Candidate Tyler Hagen. Photo courtesy of Tyler Hagen.Candidate Tyler Hagen. Photo courtesy of Tyler Hagen.

The results of the 2016 presidential election disappointed junior Tyler Hagen and left him with a desire to act.

”I strongly believe that if you have a disagreement with the leaders in our government, it’s our obligation to step up and try to do something about it.” Now that he feels the timing is right, Hagen is running to be on the Democratic State Central Committee of Maryland: the governing body of the Maryland Democratic Party, or as Hagen describes it, “the state version of the DNC.”

If elected, he will be responsible for advocating on issues that are important to him with help from party leaders, department heads and other legislators who have the resources to make a change.

So, how does the election process work?

Voting for the members of the Democratic State Central Committee will take place during the 2018 gubernatorial election on June 26. Voting is carried out based on the district the candidate lives in. Hagen lives in district 7; only people who live in district 7 can vote for him to be on the committee. People living in other districts will vote for candidates from their own districts.
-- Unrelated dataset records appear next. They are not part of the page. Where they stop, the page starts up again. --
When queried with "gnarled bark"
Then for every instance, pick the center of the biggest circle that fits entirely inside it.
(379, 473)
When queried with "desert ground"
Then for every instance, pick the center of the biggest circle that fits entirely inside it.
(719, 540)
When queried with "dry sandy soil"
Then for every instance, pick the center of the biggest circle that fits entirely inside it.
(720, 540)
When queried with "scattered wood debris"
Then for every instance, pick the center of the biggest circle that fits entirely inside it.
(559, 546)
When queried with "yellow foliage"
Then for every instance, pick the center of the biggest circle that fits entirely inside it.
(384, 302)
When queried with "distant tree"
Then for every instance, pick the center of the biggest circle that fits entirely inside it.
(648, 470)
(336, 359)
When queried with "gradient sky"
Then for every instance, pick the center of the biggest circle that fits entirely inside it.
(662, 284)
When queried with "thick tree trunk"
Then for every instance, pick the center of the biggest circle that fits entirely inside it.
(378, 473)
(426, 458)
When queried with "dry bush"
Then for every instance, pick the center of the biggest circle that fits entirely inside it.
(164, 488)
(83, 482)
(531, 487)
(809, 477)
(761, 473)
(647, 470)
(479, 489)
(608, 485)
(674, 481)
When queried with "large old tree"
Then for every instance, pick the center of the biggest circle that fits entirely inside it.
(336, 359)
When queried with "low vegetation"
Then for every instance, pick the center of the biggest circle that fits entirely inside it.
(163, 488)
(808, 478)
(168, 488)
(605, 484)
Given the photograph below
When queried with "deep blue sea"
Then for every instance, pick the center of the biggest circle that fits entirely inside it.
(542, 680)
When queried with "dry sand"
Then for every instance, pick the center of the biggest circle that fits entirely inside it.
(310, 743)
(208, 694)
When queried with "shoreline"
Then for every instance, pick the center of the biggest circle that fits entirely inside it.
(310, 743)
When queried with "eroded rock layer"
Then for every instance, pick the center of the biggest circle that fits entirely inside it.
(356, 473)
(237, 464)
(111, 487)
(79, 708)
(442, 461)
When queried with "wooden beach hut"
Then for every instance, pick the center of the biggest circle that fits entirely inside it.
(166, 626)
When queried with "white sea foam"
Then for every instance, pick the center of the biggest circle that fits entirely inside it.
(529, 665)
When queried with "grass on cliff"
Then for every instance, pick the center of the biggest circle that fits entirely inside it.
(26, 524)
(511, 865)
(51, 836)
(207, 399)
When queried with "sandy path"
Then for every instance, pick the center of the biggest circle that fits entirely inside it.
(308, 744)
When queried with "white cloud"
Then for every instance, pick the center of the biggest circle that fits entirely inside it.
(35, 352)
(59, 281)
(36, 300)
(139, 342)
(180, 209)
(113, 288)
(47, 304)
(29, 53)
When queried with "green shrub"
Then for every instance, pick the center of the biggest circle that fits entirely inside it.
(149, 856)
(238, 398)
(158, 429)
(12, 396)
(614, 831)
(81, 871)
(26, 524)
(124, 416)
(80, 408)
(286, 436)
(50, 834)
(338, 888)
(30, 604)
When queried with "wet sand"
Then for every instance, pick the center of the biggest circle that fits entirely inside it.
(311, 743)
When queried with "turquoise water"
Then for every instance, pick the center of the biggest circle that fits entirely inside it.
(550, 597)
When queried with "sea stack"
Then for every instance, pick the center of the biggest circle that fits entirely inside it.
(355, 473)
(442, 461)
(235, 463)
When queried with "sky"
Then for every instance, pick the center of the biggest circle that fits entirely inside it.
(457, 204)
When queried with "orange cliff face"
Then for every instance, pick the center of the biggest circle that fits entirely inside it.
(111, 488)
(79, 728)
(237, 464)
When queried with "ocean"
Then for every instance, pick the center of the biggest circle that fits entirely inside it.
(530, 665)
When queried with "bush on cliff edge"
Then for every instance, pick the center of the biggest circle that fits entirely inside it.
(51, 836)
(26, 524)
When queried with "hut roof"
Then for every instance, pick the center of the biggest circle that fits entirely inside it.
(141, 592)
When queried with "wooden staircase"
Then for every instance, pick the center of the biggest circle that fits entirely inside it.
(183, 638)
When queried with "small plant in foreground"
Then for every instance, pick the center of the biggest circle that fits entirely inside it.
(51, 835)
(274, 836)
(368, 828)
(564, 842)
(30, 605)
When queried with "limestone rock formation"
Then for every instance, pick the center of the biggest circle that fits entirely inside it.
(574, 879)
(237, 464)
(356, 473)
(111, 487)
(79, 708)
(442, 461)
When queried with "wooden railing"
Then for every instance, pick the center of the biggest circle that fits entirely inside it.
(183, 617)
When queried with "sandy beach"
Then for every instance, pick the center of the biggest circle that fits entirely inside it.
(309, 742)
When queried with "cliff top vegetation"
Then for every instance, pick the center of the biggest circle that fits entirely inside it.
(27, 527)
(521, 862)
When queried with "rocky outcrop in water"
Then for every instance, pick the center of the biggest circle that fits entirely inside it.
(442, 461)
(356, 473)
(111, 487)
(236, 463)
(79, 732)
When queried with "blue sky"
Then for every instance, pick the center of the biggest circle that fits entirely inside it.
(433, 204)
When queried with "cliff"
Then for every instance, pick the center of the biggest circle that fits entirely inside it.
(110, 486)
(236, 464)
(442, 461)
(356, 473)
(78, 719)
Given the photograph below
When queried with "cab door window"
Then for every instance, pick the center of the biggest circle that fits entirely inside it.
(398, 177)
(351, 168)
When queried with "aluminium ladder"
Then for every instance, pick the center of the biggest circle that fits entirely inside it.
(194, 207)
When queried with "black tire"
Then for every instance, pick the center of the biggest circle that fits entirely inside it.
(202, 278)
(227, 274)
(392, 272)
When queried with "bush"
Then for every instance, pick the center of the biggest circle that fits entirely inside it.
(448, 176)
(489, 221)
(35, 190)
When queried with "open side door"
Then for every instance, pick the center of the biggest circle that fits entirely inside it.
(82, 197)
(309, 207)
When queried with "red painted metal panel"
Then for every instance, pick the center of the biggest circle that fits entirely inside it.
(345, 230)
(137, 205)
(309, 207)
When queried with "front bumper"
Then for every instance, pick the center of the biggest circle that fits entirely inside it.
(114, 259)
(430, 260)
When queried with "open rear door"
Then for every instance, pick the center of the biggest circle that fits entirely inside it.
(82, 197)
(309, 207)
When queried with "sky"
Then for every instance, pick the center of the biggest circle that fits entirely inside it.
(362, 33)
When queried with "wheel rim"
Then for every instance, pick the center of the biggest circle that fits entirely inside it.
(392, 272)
Participating in this election is no simple task. To prepare, Hagen has strategically collected a team of individuals whom he trusts, and has given them roles catered to their specific skills. Two of the team members are McDaniel students: junior Matt Hopson works as one of Hagen’s advisors, and Emma Carter, also a junior, is one of two social media coordinators. Friends from his hometown constitute the rest of Hagen’s campaign team: a second advisor, second social media coordinator, political advisor and press liaison.

Looking forward, the next step for Hagen and his team is reaching out to voters. McDaniel junior Matt Hopson and Hagen’s campaign advisor mentions the significance of voter knowledge on the importance of this election.

“While this isn’t a race for governor or state delegate or state senator or a higher national office, and it may not get the big attention on national news outlets or something like that would get,” Hopson says, “it’s still important and it’s still something that voters should be looking at to look at the improvement in the future of the Democratic party.”

Hagen is ready to begin in this step of campaigning for the election.

“What I’m most excited about is talking to the voters, seeing the issues that really matter to them and trying to figure out a way that the Democratic party can be the leading party in helping to address those issues.”

In the months ahead, Hagen and his team will be looking forward to the election, and the chance to finally begin actively participating in government.